Content area
Abstract
Named Entity Recognition is a task of Natural Language Processing, which aims to extract and classify named entities such as ”Queen of England”. Depending on the objective of the extraction, the entities can be classified with different labels. These labels usually are Person, Organization, and Location but can be extended and include sub-entities like cars, countries, etc., or very different such as when the scope of the classification is biological, and the entities are Genes or Virus. These entities are extracted from raw text, which may be a well-structured scientific document or an internet post, and written in any language. These constraints create a considerable challenge to create an independent domain model.
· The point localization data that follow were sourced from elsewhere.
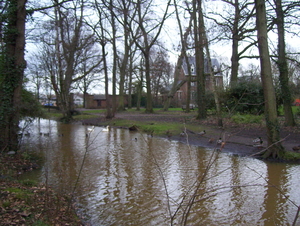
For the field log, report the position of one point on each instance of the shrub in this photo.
(245, 97)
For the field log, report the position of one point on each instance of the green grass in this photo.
(295, 109)
(291, 156)
(248, 119)
(157, 128)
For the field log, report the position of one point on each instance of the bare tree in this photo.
(71, 40)
(275, 150)
(283, 66)
(12, 66)
(237, 25)
(149, 35)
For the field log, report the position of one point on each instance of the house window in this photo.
(193, 95)
(192, 68)
(179, 95)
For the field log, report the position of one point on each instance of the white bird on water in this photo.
(106, 129)
(90, 129)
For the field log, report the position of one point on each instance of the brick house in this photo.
(181, 95)
(99, 101)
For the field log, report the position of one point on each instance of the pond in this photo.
(128, 178)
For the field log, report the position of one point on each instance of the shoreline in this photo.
(238, 138)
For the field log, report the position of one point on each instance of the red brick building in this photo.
(181, 95)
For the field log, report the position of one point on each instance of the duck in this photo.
(220, 141)
(169, 133)
(90, 129)
(210, 140)
(202, 133)
(106, 129)
(257, 142)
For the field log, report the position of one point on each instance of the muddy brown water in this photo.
(128, 178)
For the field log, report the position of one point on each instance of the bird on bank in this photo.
(202, 133)
(106, 129)
(219, 142)
(90, 129)
(296, 148)
(257, 142)
(169, 133)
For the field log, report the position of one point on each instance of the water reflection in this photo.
(132, 179)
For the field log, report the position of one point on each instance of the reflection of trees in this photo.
(274, 198)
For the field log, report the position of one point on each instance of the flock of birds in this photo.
(257, 142)
(91, 129)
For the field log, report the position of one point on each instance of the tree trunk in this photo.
(12, 74)
(109, 114)
(283, 67)
(235, 45)
(272, 124)
(198, 33)
(211, 74)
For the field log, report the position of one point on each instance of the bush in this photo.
(245, 97)
(238, 118)
(30, 106)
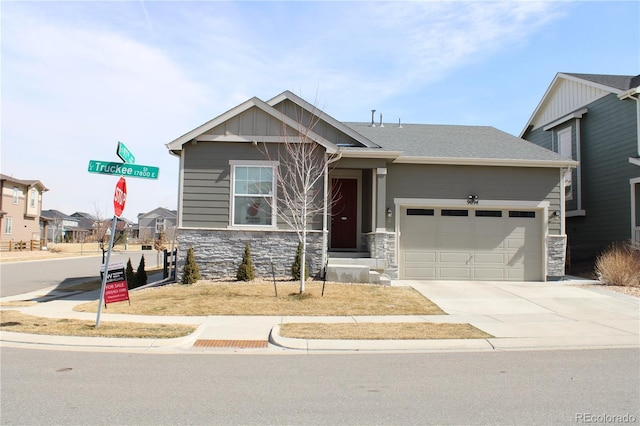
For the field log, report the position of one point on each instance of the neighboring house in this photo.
(159, 220)
(63, 228)
(411, 201)
(595, 120)
(20, 207)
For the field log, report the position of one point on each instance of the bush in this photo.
(141, 274)
(619, 265)
(130, 275)
(190, 272)
(245, 270)
(295, 268)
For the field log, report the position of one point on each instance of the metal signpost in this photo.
(119, 199)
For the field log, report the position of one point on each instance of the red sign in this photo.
(120, 197)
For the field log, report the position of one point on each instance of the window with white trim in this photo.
(253, 188)
(565, 148)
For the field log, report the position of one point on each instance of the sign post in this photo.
(118, 289)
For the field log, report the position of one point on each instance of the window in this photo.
(419, 212)
(565, 149)
(488, 213)
(454, 212)
(253, 194)
(517, 213)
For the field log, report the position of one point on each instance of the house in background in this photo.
(20, 208)
(595, 120)
(159, 220)
(410, 201)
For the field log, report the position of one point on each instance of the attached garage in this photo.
(461, 243)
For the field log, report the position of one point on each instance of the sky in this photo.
(77, 77)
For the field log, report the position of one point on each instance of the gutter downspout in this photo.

So, most of the authors have focused on English documents, which is the most explored language and contain more labeled data, which requires a significant amount of human resources. More recently, approaches are focused on Transformers architecture models, which may take up to days to train and consume millions of labeled entities.
My approach is a statistical one, which means it will be language-independent while still requiring much computation power. This model will combine multiple techniques such as Bag of Words, Steeming, and Word2Vec to compute his features. Then, it will be compared with two transformer-based models, that although they have similar architecture, they have respectful differences. The three models will be tested in multiple datasets, each with its challenges, to conduct deep research on each model’s strengths and weaknesses.
After a tough evaluation process the three models achieved performances of over 90% in datasets with high number of samples. The biggest challenge were the datasets with lower data, where the Pipeline achieved better performances than the transformer-based models.